[Proper Printing] often does unusual 3D printer mods. This time, he’s taking a CPU cooler made for a Raspberry Pi with some heat pipes and converting it into a 3D printer hot end. Sound crazy? It is even crazier than it sounds, as seen in the video below.
Heat pipes contain a liquid and a wick, so bending them was tricky. It also limited the size of the heat break he could use since the two heat pipers were relatively closely spaced. Once you have the cooler reshaped and a threaded hole for the heatbreak, the rest is anticlimactic. The heatbreak holds a heat block that contains the heating element and temperature sensor. A few changes were needed to the custom extruder cut out of acrylic, but that didn’t have anything to do with the fan and mount.

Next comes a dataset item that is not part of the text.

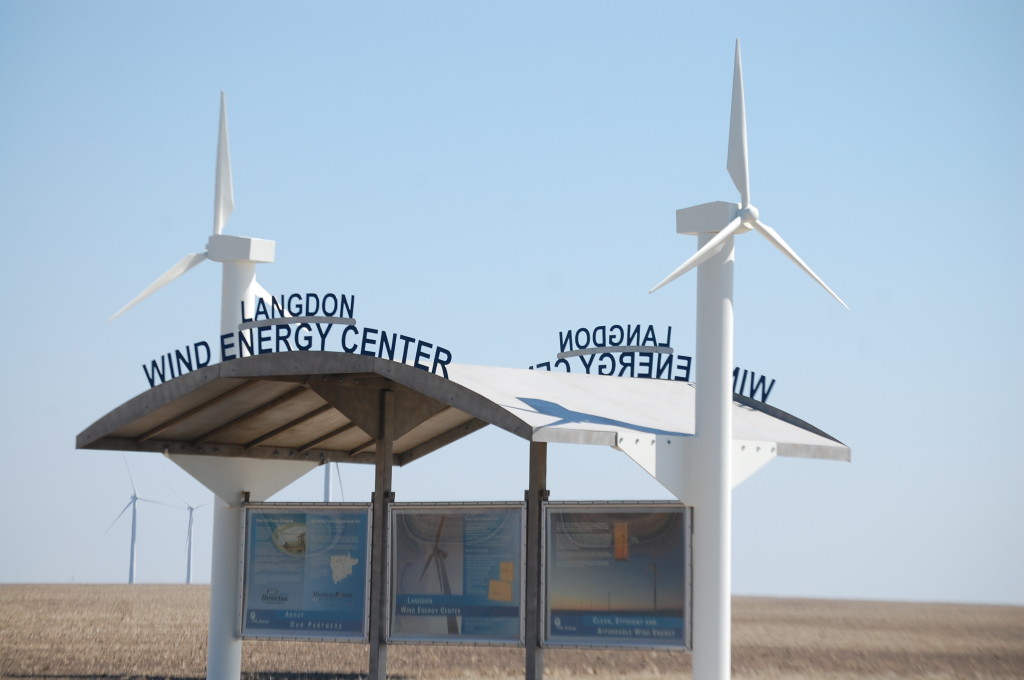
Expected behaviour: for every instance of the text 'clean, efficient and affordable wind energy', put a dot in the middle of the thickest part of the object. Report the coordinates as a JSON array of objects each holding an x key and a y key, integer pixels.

Normally, a hot end assembly has a substantial heat sink, and a fan blows air over it. The heat pipe technique is a common way to move heat away from a tight space. So, the way it is used here is probably not very useful compared to a conventional technique. However, we can imagine tight designs where this would be viable.
Heat pipes aren’t the same as water cooling, even though some use water inside. A heat pipe is a closed system. The fluid boils off at the hot end, condenses at the cool end, and wicks the liquid back to close the cycle. On the other hand, you can use more conventional water cooling, too.